Step 2: Collect data
With the variables established, the next step is gathering real data values for these variables from the relevant sample or population. The data collection method depends on the type of variable; an experiment may need to be designed to get measurements if the variables relate to some process. Careful planning is required to collect accurate and meaningful data without errors through surveys, experiments, secondary research, etc.
Data quality is extremely important as garbage in results in garbage out. Sample size, sampling technique, and data measurement methods used need to ensure the collected data represents the target population well. For example, if income vs expenditure is being examined for individuals, more than a small convenient sample will be needed and a larger randomly selected sample is needed.
Step 3: Map the data
Once data is collected, it must be mapped on a graph with x and y axes. The x-axis will represent one variable, and the y-axis will represent the other variable. Each data point corresponds to an x and y value from the dataset. Modern spreadsheet and plotting software can automatically map data if provided in a clear format, simplifying the process of plotting a scatter graph.
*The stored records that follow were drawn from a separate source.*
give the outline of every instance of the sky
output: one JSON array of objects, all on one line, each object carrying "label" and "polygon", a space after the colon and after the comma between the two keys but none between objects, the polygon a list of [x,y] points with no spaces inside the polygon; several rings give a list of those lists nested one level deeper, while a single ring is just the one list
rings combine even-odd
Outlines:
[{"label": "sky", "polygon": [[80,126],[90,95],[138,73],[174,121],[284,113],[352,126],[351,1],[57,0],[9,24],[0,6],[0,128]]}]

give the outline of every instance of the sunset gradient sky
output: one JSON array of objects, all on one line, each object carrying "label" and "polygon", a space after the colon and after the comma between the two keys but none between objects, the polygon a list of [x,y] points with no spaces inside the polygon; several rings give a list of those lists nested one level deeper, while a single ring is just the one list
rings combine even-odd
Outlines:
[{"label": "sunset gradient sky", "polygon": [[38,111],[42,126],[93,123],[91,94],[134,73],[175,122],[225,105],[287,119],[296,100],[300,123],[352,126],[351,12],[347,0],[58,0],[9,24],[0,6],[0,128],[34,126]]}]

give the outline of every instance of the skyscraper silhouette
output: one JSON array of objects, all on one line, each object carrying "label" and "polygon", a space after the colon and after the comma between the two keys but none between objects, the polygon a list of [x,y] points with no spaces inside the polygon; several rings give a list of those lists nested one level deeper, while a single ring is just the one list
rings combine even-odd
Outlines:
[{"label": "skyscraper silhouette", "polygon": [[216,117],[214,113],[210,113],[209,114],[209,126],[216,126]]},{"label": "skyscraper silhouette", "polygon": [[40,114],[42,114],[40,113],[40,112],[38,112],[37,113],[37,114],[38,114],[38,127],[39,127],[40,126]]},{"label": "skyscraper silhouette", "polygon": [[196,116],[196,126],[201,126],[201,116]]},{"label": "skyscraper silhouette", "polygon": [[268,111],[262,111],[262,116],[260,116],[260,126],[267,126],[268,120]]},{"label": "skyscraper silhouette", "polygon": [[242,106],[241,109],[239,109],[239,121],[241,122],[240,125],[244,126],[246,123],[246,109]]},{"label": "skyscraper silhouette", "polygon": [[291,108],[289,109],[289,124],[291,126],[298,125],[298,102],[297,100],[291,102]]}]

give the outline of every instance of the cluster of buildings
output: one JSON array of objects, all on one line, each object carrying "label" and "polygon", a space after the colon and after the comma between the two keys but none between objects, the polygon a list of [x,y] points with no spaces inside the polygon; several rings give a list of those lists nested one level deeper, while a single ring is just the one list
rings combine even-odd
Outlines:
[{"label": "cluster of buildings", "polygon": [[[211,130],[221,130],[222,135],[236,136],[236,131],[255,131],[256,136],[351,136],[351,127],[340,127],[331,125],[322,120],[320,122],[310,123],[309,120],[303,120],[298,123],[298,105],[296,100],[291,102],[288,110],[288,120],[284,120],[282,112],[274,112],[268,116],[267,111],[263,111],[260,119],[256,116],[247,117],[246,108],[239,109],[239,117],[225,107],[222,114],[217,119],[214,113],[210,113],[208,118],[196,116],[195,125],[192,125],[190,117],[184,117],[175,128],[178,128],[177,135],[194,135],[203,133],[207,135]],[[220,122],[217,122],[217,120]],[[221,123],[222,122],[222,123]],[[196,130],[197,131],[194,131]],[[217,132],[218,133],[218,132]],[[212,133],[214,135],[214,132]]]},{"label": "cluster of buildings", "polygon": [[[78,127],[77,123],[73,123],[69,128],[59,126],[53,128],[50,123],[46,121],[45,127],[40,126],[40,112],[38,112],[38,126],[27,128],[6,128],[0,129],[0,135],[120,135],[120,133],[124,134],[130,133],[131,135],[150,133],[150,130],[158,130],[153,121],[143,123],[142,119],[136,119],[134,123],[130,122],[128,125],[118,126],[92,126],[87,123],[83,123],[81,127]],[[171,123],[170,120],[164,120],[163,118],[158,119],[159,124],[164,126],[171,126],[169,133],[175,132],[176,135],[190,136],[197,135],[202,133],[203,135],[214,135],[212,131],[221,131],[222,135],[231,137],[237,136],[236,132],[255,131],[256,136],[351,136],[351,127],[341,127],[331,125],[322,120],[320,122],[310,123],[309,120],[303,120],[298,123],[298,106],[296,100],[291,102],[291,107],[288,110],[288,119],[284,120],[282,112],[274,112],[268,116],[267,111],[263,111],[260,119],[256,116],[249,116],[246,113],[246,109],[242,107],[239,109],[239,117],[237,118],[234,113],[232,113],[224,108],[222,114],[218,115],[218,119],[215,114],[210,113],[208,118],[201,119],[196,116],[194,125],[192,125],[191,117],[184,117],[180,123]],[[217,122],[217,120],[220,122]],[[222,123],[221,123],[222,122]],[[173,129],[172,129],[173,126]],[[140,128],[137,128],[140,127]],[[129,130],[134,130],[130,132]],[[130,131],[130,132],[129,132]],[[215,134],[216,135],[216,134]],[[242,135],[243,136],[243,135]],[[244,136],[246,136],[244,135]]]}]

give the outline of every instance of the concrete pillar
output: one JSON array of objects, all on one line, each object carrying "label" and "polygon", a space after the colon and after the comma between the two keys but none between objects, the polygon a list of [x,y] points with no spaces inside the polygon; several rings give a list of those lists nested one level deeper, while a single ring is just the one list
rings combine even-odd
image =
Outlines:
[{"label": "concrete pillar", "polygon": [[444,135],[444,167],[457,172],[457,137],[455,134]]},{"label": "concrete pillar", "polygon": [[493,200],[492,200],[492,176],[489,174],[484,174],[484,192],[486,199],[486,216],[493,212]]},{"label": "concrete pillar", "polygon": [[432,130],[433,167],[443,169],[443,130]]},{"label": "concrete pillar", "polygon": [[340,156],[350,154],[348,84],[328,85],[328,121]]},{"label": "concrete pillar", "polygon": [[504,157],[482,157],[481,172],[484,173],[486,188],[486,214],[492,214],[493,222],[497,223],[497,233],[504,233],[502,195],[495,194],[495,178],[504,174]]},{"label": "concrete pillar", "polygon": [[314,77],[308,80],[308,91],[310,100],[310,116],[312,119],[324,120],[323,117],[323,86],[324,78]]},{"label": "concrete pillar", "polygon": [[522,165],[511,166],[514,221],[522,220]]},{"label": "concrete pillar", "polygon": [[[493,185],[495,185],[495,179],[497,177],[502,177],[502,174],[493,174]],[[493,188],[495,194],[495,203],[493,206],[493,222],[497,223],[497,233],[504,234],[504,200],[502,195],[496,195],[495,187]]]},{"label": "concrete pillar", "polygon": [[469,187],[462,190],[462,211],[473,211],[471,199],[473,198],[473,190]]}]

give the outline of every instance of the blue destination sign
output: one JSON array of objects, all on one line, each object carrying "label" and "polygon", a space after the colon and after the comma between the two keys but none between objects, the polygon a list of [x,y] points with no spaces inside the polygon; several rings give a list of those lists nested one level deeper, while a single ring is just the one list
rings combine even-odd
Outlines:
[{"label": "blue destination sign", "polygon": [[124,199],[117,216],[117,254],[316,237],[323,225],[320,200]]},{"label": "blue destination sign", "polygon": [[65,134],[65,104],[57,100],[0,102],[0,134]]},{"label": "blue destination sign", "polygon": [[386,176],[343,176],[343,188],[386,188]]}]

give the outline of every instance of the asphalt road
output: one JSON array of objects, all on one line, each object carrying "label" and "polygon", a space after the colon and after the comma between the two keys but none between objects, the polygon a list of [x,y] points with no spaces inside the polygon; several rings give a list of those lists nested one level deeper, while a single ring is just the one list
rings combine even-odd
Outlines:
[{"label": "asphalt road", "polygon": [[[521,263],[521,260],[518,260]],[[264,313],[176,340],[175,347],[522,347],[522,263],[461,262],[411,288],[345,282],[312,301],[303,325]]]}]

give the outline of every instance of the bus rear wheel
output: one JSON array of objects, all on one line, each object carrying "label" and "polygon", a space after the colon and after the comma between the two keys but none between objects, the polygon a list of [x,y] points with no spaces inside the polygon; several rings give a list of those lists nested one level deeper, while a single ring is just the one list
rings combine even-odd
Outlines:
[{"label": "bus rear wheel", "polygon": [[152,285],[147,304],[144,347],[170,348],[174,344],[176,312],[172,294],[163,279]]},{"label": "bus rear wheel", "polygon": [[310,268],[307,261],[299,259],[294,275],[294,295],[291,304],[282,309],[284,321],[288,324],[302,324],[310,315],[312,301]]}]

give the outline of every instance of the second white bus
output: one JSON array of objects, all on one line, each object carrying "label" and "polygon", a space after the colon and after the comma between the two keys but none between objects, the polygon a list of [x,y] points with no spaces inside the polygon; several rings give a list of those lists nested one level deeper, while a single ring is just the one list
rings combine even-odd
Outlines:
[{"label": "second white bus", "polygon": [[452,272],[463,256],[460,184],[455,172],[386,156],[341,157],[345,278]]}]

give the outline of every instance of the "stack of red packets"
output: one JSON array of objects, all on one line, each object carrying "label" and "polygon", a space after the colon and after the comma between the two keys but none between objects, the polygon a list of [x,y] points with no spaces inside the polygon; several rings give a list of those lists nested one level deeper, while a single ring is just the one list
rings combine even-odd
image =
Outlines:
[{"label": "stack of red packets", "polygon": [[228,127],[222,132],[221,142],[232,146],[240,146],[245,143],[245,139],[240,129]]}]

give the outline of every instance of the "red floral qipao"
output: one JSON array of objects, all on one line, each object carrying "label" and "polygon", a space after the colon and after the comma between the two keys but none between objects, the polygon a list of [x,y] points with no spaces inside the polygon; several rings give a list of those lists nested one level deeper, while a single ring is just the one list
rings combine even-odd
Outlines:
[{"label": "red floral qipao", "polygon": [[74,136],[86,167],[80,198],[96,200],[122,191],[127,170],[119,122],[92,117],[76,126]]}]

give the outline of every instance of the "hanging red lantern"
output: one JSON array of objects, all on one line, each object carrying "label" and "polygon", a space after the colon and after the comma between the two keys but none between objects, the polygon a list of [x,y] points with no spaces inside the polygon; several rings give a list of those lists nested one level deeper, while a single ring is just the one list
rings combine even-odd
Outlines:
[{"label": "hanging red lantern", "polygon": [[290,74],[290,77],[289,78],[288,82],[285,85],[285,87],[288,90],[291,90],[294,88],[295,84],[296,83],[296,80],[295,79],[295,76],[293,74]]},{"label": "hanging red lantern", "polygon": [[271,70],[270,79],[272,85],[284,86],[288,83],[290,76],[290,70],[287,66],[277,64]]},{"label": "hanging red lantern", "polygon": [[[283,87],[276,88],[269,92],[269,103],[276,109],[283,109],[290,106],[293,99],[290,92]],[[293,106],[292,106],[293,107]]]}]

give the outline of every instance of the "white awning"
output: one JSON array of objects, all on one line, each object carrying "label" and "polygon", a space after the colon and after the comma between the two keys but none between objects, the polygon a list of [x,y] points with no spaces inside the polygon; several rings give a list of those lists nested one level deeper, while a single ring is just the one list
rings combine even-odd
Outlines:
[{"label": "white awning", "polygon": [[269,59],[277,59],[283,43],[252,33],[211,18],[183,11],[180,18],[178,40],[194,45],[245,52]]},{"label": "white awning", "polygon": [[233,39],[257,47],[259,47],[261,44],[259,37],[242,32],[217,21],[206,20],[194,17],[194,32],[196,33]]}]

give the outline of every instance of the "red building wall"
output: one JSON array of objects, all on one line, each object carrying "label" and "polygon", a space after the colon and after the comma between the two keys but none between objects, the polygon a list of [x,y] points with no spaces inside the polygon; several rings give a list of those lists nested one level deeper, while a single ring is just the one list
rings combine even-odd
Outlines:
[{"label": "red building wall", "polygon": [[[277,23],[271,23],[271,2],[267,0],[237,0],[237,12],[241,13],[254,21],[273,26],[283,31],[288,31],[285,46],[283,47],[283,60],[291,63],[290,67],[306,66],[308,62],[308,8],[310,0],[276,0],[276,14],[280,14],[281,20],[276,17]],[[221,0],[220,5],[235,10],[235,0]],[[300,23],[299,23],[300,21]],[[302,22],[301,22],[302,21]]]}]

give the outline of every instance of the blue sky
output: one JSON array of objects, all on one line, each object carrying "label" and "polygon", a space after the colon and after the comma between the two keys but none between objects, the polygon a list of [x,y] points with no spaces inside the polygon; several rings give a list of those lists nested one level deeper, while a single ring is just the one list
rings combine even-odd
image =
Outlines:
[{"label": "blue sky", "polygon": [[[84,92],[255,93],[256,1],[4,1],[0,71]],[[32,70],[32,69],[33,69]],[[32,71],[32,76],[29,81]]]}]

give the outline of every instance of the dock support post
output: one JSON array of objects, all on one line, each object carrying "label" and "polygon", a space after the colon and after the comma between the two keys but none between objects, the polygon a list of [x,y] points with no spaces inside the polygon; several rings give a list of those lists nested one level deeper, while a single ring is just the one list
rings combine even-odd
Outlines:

Otherwise, manually listing the x and y values on a grid and marking the points may be needed. After plotting, one can get a visual sense of any apparent relationship or pattern between the variables by observing where most data points lie or if any outliers exist. This preliminary examination of the scatter plot may provide early insights.
Step 4: The line of best fit
To analyze the correlation more objectively, the next step is determining the “line of best fit” for the data points. This line will best summarize/represent the overall relationship between the variables. Finding the line of best fit requires making calculations to draw a line that minimizes the distances between the points and itself.
In the past, this involved complex statistical computations. Now, spreadsheet functions and programs plot the line of best fit automatically. Observation of the points around this line gives an idea of how strongly the variables correlate.
Step 5: Come up with an exact number
After plotting and examining the line of best fit visually, it is important to quantify the correlation between the variables with a numeric measure. This is done by calculating the Pearson correlation coefficient (r), which ranges from +1 to -1.
Values closer to +1 or -1 indicate stronger positive or negative correlation, respectively, while a value close to 0 shows no correlation. Most statistical software output r directly. In Excel, the CORREL formula returns r. This single number provides an objective measure of just how closely related the variables are based on the entire dataset.
Step 6: Interpret the number
The last and most important step is making sense of the correlation coefficient value. As a thumb rule, |r| > 0.5 indicates a reasonably strong/high correlation, 0.3 < |r| < 0.5 a moderate correlation, and |r| < 0.3 a weak correlation. No correlation is shown by r = 0. A perfect positive or negative correlation of +1 or -1 is also assessed.
While a high r value establishes a statistical relationship, it does not prove causation. Other factors need examining, too. For example, two variables may be correlated due to their mutual dependence on some third variable. The correlation direction (positive or negative) also needs explaining. Scatter plots thus provide a starting point to understand how variable relationships work rather than conclude them, highlighting the importance of understanding how to create a scatter plot for accurate interpretation.
Conclusion
Making a scatter plot requires selecting relevant variables, gathering their data values, plotting data points on a graph, finding the line of best fit, calculating correlation coefficient r, and interpreting results meaningfully. Modern tools have simplified the process, but human judgment is still crucial, especially at the start and end. Scatter plots remain a very useful exploratory data analysis technique, highlighting the importance of understanding how to plot scatter plots for effective analysis.